What are grounding techniques? (Pt 2)
Grounding techniques are strategies used to help individuals stay present, focused, and connected to reality, especially during times of stress, anxiety, or dissociation. Here are some common grounding techniques:
Counting Backwards: Count backward from 100 by a specific number (e.g., by 7s or 3s). This engages your mind and redirects your focus.
Grounding Through Movement: Engage in gentle movements like tapping your fingers or feet, swaying, or rocking to connect with your body and the present moment.
Color Exercise: Name different objects or things around you of a specific color. For example, identify all the red items in the room.
Use Affirmations: Repeat positive affirmations or calming statements to yourself, such as "I am safe," "I am in control," or "This will pass."
Imagery Exercise: Close your eyes and picture a calming and safe place in vivid detail. Engage all your senses in this visualization.
Lettering Exercise: Write down positive or calming words in large, bold letters. Focus on the strokes and details of each letter.

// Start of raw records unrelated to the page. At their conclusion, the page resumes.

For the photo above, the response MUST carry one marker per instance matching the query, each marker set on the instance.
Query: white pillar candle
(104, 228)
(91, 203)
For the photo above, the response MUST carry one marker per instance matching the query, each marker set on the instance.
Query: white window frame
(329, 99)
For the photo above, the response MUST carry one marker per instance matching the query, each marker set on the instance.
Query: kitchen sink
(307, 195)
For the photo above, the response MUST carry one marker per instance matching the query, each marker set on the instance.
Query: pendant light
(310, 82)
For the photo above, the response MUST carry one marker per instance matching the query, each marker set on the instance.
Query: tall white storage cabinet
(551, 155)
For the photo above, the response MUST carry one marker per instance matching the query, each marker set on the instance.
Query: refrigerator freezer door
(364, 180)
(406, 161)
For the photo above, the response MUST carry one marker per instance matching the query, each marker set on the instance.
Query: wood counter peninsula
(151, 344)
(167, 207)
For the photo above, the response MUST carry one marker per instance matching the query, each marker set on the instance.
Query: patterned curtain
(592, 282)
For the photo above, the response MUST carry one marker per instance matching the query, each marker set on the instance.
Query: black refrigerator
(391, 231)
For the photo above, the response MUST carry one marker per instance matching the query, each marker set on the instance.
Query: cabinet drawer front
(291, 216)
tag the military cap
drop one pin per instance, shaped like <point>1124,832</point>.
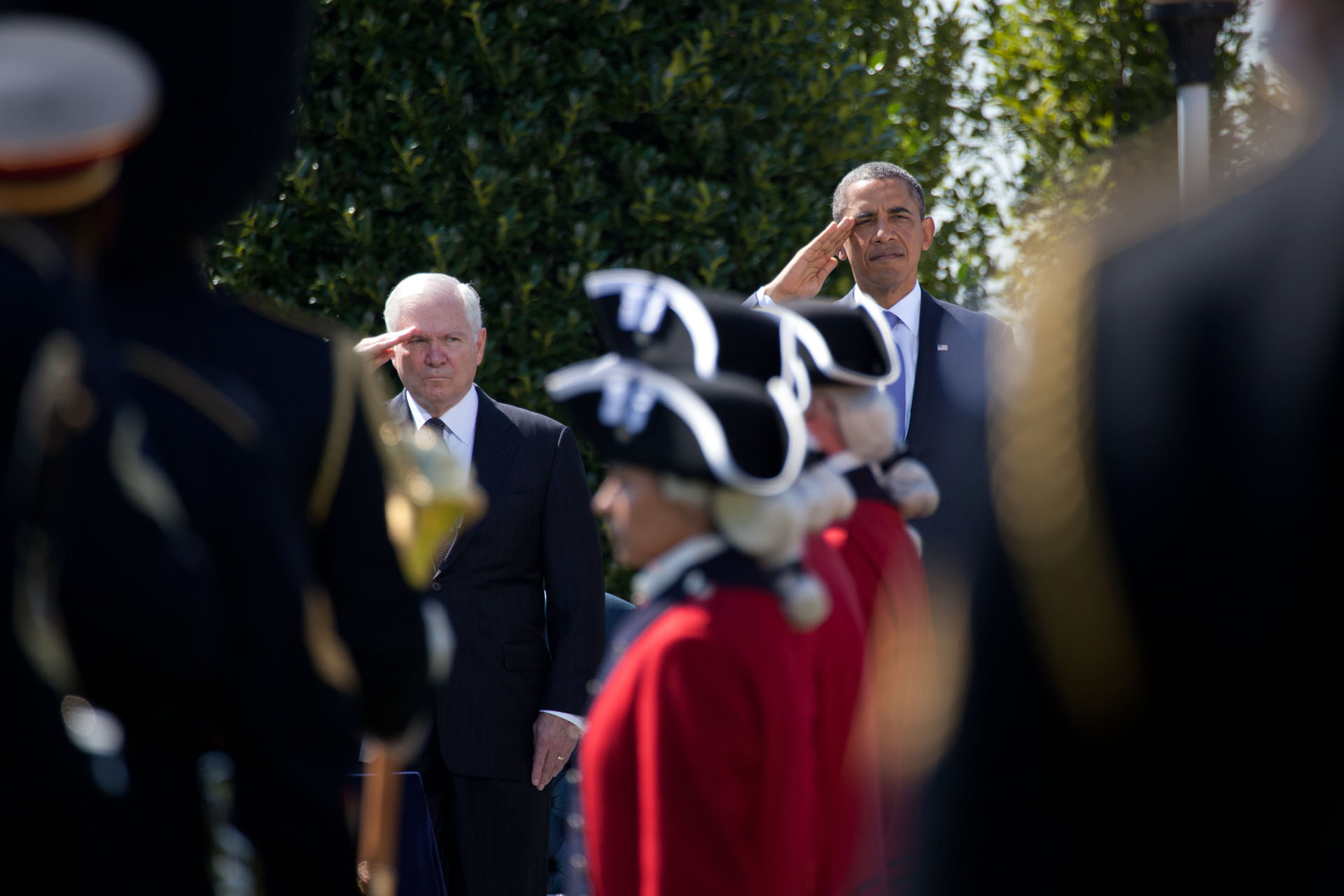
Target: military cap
<point>727,430</point>
<point>232,74</point>
<point>74,99</point>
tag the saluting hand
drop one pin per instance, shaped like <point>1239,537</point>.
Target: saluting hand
<point>806,272</point>
<point>554,739</point>
<point>378,349</point>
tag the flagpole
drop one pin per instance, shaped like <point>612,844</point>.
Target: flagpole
<point>1193,39</point>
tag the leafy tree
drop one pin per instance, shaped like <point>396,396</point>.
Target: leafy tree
<point>1062,83</point>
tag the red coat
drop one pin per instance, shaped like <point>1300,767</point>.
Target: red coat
<point>890,580</point>
<point>698,757</point>
<point>836,656</point>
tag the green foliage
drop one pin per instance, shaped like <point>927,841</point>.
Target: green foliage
<point>1068,80</point>
<point>522,146</point>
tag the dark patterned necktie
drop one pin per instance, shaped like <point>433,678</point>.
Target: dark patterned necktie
<point>441,552</point>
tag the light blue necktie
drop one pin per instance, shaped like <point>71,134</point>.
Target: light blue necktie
<point>898,388</point>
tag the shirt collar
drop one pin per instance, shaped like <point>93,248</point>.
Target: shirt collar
<point>460,419</point>
<point>664,570</point>
<point>907,309</point>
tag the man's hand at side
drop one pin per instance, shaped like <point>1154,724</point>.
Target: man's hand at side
<point>554,739</point>
<point>804,276</point>
<point>378,349</point>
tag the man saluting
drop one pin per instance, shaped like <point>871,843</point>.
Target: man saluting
<point>523,589</point>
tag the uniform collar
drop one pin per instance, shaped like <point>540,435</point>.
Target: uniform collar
<point>663,571</point>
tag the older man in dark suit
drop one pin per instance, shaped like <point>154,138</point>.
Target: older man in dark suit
<point>881,227</point>
<point>523,589</point>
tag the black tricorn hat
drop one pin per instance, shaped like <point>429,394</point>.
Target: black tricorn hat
<point>727,430</point>
<point>841,344</point>
<point>659,321</point>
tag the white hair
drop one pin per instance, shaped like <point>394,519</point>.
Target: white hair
<point>432,286</point>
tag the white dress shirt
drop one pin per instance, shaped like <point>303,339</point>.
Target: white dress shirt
<point>460,421</point>
<point>905,333</point>
<point>460,437</point>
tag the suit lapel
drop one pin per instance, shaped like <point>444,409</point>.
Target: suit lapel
<point>926,402</point>
<point>492,453</point>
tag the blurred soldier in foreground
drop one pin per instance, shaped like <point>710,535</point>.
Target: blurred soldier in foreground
<point>698,754</point>
<point>657,320</point>
<point>1155,704</point>
<point>101,592</point>
<point>327,640</point>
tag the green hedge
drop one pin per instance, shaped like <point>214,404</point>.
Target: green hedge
<point>522,146</point>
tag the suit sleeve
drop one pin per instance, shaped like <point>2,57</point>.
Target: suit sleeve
<point>574,587</point>
<point>377,612</point>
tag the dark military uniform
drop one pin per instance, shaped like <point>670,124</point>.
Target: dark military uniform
<point>1154,703</point>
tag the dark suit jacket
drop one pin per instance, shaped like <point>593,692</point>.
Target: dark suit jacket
<point>518,653</point>
<point>948,428</point>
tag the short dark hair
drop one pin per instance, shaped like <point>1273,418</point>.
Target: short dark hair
<point>874,171</point>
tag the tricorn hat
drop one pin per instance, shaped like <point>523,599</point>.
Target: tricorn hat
<point>664,324</point>
<point>74,99</point>
<point>726,430</point>
<point>841,344</point>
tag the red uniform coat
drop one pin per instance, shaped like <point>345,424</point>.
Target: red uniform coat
<point>698,758</point>
<point>890,580</point>
<point>836,656</point>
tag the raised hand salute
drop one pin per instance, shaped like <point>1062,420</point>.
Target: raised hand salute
<point>806,272</point>
<point>378,349</point>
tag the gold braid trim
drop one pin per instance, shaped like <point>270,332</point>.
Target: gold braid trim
<point>195,390</point>
<point>1053,519</point>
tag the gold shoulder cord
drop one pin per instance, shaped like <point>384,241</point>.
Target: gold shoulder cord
<point>1053,519</point>
<point>195,390</point>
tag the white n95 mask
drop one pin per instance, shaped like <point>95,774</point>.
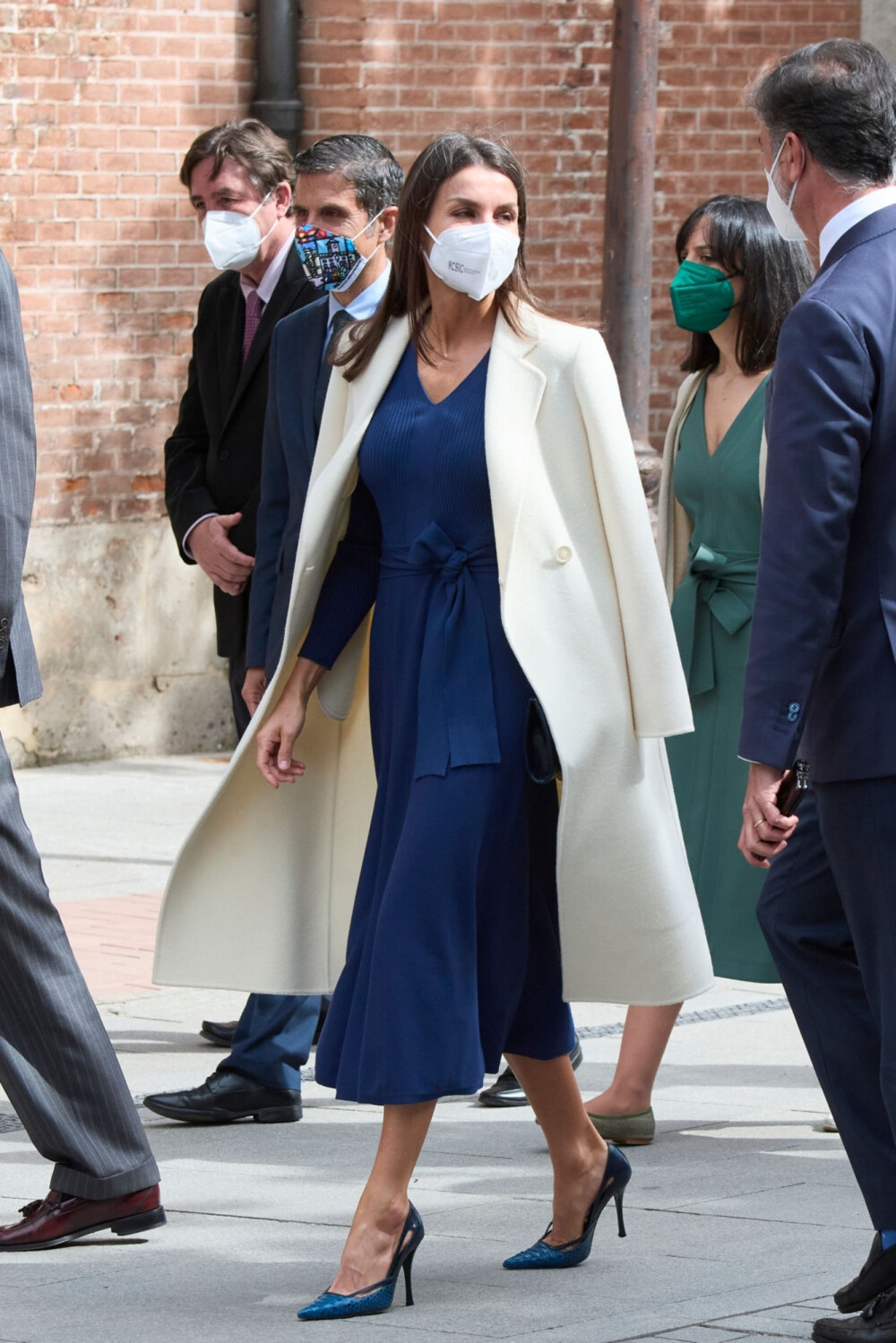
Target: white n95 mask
<point>473,258</point>
<point>780,210</point>
<point>233,239</point>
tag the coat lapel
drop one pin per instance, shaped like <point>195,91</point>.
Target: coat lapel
<point>339,439</point>
<point>513,392</point>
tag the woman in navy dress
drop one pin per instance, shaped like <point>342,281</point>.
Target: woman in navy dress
<point>452,952</point>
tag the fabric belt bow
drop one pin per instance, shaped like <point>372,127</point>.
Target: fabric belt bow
<point>455,700</point>
<point>721,587</point>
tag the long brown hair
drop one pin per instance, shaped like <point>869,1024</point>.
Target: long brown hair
<point>409,292</point>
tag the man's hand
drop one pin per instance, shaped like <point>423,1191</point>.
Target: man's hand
<point>228,567</point>
<point>764,831</point>
<point>254,686</point>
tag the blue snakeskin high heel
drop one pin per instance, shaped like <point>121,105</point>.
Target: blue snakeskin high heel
<point>376,1299</point>
<point>541,1254</point>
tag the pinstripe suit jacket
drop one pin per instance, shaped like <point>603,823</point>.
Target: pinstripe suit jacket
<point>19,675</point>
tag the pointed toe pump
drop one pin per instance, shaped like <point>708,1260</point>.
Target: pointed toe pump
<point>378,1297</point>
<point>616,1176</point>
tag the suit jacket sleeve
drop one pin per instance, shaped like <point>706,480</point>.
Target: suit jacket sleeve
<point>187,495</point>
<point>818,422</point>
<point>273,513</point>
<point>18,454</point>
<point>659,702</point>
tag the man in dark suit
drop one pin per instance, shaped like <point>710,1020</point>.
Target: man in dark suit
<point>347,188</point>
<point>241,179</point>
<point>56,1063</point>
<point>823,661</point>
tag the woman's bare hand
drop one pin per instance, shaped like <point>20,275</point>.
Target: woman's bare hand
<point>284,724</point>
<point>276,740</point>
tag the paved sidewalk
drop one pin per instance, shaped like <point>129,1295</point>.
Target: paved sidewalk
<point>742,1218</point>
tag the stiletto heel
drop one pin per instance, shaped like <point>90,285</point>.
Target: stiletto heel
<point>409,1294</point>
<point>616,1176</point>
<point>376,1299</point>
<point>622,1225</point>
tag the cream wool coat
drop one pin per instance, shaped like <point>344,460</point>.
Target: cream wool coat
<point>261,893</point>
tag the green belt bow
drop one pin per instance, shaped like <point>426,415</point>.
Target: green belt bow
<point>720,587</point>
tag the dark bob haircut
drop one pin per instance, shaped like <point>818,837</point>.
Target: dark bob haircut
<point>840,97</point>
<point>743,241</point>
<point>409,289</point>
<point>365,163</point>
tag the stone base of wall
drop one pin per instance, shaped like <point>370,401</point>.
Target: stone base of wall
<point>125,635</point>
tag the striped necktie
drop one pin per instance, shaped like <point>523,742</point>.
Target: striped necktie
<point>254,309</point>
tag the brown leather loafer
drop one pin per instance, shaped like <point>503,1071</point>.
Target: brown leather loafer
<point>59,1218</point>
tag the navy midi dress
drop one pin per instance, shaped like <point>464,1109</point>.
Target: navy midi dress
<point>452,950</point>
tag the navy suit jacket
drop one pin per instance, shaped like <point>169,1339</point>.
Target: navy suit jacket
<point>823,653</point>
<point>288,452</point>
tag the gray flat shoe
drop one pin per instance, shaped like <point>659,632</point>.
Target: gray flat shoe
<point>626,1130</point>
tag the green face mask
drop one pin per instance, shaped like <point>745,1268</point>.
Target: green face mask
<point>702,297</point>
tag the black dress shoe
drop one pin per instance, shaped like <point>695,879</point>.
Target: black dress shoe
<point>877,1275</point>
<point>874,1324</point>
<point>220,1031</point>
<point>228,1096</point>
<point>322,1018</point>
<point>506,1090</point>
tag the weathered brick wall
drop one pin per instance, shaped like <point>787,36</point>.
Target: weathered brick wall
<point>99,105</point>
<point>99,101</point>
<point>538,72</point>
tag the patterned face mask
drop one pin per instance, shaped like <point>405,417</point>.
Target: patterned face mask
<point>331,261</point>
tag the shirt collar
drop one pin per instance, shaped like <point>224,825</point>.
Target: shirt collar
<point>365,304</point>
<point>850,215</point>
<point>271,277</point>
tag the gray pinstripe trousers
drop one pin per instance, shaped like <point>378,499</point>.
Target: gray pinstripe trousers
<point>56,1063</point>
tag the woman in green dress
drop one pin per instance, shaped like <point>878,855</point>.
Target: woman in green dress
<point>737,282</point>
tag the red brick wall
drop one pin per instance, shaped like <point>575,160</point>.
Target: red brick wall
<point>101,99</point>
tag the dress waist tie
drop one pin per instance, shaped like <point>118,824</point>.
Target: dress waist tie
<point>720,587</point>
<point>455,699</point>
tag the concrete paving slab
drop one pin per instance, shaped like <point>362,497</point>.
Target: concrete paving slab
<point>742,1217</point>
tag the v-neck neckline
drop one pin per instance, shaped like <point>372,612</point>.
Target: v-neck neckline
<point>735,420</point>
<point>419,380</point>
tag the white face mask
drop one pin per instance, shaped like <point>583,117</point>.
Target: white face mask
<point>473,258</point>
<point>780,210</point>
<point>233,239</point>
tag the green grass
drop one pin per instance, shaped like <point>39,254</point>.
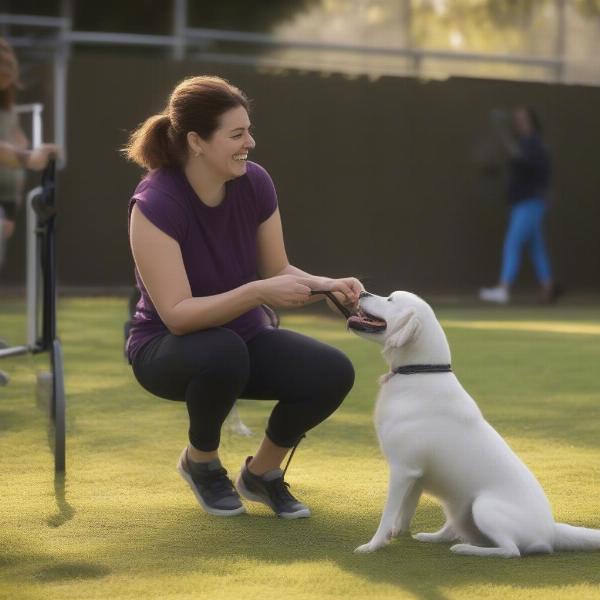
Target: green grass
<point>123,524</point>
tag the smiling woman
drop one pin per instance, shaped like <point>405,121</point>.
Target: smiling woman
<point>207,242</point>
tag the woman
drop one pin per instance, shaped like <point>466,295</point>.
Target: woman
<point>207,242</point>
<point>529,177</point>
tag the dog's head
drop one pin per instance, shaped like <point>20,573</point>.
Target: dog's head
<point>406,327</point>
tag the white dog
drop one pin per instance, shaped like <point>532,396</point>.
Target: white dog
<point>436,440</point>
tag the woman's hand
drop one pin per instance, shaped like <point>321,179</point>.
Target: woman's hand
<point>284,291</point>
<point>347,290</point>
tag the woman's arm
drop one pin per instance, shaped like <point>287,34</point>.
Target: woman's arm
<point>273,261</point>
<point>160,265</point>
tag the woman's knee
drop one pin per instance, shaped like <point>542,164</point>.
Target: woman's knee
<point>227,363</point>
<point>334,379</point>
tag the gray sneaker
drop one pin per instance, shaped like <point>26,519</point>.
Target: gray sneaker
<point>211,486</point>
<point>272,490</point>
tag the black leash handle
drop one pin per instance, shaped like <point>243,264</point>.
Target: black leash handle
<point>332,297</point>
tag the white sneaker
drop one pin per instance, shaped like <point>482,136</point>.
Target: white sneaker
<point>499,295</point>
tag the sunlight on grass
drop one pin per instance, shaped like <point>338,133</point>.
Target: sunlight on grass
<point>543,326</point>
<point>123,525</point>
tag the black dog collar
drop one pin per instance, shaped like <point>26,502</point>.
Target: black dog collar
<point>412,369</point>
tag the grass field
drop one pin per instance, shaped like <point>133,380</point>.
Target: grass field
<point>124,525</point>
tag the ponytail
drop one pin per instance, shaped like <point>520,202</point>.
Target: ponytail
<point>196,104</point>
<point>151,145</point>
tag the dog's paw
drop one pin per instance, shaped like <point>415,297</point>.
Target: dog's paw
<point>365,549</point>
<point>462,549</point>
<point>370,546</point>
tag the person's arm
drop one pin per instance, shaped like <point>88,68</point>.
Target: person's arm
<point>273,261</point>
<point>501,123</point>
<point>160,264</point>
<point>36,160</point>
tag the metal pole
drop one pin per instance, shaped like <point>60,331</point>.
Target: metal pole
<point>179,27</point>
<point>32,274</point>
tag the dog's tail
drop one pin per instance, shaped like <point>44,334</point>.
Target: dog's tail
<point>568,537</point>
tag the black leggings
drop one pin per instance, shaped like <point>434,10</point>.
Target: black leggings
<point>210,369</point>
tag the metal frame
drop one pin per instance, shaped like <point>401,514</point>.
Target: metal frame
<point>191,39</point>
<point>41,263</point>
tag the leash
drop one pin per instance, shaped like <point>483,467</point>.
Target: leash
<point>337,303</point>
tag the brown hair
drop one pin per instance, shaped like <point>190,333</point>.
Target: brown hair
<point>9,71</point>
<point>196,104</point>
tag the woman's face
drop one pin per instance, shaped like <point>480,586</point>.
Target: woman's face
<point>227,150</point>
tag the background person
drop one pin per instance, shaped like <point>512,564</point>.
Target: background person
<point>529,177</point>
<point>14,155</point>
<point>207,242</point>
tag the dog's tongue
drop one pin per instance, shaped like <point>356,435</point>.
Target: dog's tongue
<point>362,320</point>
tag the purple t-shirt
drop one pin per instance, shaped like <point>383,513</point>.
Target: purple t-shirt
<point>218,244</point>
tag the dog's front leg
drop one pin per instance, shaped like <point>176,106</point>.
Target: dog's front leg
<point>401,484</point>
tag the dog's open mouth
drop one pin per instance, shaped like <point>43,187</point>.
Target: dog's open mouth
<point>363,321</point>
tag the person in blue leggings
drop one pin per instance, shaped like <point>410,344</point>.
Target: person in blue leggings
<point>529,177</point>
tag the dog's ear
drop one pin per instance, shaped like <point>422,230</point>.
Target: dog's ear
<point>404,327</point>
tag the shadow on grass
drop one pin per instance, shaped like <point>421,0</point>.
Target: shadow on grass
<point>65,512</point>
<point>425,570</point>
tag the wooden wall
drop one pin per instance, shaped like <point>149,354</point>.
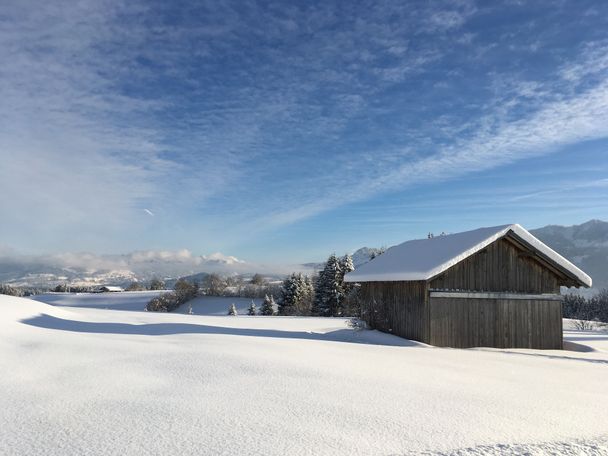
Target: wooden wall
<point>501,323</point>
<point>503,267</point>
<point>399,308</point>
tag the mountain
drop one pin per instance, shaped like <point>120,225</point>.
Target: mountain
<point>585,245</point>
<point>364,254</point>
<point>86,269</point>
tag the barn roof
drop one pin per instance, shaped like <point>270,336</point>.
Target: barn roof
<point>423,259</point>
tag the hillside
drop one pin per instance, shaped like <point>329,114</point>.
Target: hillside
<point>586,245</point>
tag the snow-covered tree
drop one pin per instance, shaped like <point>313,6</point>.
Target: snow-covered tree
<point>329,292</point>
<point>157,284</point>
<point>267,306</point>
<point>296,295</point>
<point>290,295</point>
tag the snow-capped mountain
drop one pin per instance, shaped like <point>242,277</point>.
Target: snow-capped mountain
<point>86,269</point>
<point>586,245</point>
<point>364,254</point>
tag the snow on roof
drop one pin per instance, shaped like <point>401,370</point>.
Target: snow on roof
<point>423,259</point>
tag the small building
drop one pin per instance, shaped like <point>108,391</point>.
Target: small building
<point>109,289</point>
<point>491,287</point>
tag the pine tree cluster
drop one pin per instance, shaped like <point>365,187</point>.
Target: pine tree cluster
<point>331,292</point>
<point>297,293</point>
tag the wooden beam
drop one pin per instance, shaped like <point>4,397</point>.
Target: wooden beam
<point>489,295</point>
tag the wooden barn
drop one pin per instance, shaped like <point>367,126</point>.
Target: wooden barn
<point>491,287</point>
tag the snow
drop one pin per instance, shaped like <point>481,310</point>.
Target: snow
<point>88,380</point>
<point>423,259</point>
<point>137,300</point>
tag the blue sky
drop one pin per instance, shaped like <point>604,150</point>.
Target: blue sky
<point>280,132</point>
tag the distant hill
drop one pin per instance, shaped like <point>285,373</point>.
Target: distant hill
<point>585,245</point>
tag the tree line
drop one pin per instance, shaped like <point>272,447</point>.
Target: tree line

Engage Your Senses: Engage in activities that stimulate your senses, like cooking a meal with aromatic spices, taking a warm bath, or listening to soothing music.
Use a Rubber Band Snap: Wear a rubber band on your wrist and gently snap it to bring your attention back to the present moment.
Remember that different techniques work better for different individuals, so it's helpful to try out a few and see which ones resonate with you. Additionally, practicing these techniques regularly can make them more effective over time.